Moreover, we discovered that serum uric acid partially mediated the link between SIRI and overall mortality among ASCVD individuals. This provides insight into the potential mechanisms that may underpin this connection. We detected positive correlation between SIRI and serum uric acid. Serum uric acid has been implicated in promoting atherosclerosis by activating inflammatory pathways, including AMP-activated protein kinase and phosphatidylinositol-3 kinase [40]. A mouse-based experimental study demonstrated that uric acid could exacerbate myocardial ischemia-reperfusion injury by increasing reactive oxygen species levels, which subsequently activate NOD-like receptor pyrin domain-containing protein 3 [41]. Oxidative stress contributes to the pathogenesis of atherosclerosis by inducing endothelial cell dysfunction and vasodilation, as well as promoting inflammation in macrophages and other immune cells, platelet aggregation, and LDL oxidation [40]. A comprehensive meta-analysis of 14 studies found that hyperuricemia significantly increases the risk of death from coronary heart disease, especially in women [42]. Additionally, research has demonstrated that uric acid levels were associated with ASCVD-related complications, including heart failure and acute coronary syndrome [43, 44]. These findings support the mediating role of serum uric acid in the connection between SIRI and mortality from all causes among ASCVD individuals, offering valuable insight into the underlying biological mechanisms.

This study features several notable strengths.

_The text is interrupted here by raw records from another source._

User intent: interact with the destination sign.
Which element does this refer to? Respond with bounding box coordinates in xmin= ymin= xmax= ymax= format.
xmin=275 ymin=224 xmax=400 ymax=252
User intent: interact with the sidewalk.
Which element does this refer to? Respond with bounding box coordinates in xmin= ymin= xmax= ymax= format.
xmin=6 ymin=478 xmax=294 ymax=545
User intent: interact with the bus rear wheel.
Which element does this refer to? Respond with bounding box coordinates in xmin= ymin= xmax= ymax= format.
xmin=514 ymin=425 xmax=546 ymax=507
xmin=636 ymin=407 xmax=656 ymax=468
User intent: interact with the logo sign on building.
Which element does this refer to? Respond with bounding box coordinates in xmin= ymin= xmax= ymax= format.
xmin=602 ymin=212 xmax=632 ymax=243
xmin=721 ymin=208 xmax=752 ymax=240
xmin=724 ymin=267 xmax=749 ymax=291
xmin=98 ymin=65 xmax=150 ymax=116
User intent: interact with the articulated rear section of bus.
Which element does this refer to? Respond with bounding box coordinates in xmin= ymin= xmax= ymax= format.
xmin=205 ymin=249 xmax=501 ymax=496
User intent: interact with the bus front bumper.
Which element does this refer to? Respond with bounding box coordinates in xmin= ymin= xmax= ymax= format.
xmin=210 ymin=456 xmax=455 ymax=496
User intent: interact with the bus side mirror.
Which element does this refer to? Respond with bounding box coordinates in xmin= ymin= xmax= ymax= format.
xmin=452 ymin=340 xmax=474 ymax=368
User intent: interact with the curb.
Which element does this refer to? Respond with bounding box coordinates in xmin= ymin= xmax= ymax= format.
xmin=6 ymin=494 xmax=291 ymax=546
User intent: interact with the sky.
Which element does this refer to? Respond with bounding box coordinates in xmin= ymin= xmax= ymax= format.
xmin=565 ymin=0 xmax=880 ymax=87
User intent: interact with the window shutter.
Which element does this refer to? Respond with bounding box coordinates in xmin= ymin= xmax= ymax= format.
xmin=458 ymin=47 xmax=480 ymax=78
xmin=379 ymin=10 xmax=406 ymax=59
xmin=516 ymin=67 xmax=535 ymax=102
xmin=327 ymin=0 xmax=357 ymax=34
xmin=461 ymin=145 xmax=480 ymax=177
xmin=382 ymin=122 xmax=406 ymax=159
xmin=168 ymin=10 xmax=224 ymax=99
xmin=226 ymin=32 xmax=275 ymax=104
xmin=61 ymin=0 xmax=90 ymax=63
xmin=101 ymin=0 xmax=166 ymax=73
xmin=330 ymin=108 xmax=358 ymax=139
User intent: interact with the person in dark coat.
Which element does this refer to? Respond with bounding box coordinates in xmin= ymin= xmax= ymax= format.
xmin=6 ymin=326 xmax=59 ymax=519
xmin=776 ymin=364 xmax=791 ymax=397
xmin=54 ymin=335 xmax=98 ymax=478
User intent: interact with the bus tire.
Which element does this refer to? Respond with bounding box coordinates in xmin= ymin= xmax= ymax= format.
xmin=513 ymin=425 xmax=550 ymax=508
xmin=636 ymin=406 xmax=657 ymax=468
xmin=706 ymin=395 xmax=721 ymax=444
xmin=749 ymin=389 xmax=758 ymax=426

It employs data from a nationally representative database, incorporating survey weighting methods to improve the generalizability of the findings. Importantly, this study is the first to use mediation analysis to detail how serum uric acid mediates the connection between SIRI and overall mortality in ASCVD individuals. This novel approach offers a foundational reference for further investigations into the potential mechanisms underlying this relationship. Moreover, to account for potential unmeasured confounders, we computed the E-value, which further affirms the robustness of our findings. Despite these strengths, the study also presents certain limitations that warrant attention. Primarily, it relies on baseline SIRI levels to assess their correlation with all-cause mortality, without considering the possible effects of dynamic changes in SIRI levels throughout the follow-up period. Furthermore, while the findings are based on an analysis of the UnitedStates population, additional research is required to ascertain the effectiveness of these findings to other countries, which may exhibit distinct epidemiological traits and health dynamics.

5. Conclusions

This study’s results clearly indicate a connection between SIRI and all-cause mortality risk among ASCVD individuals. The findings are uniformly strong, supporting the reliability of SIRI in predicting mortality across different time points for ASCVD patients. Additionally, the study highlights the role of serum uric acid as mediator in the link between SIRI and all-cause mortality. Therefore, managing systemic inflammatory responses could be a crucial strategy for reducing mortality risk in the ASCVD patient population.

Conflicts of Interest

The authors declare no conflicts of interest.

Author Contributions

Chenglin Duan, Yihang Du, and Jiafan Chen are co-first authors of the article.

Funding

This work was funded by Capital Health Research and Development of Special Fund (Grant number 2022-1-4153), Scientific and technological innovation project of China Academy of Chinese Medical Sciences (Grant number CI2023C007YG), and Specialized Disease Clinic Team in Chaoyang District (Grant number 710015).

Acknowledgments

The authors have nothing to report.

    Supporting Information

    Additional supporting information can be found online in the Supporting Information section.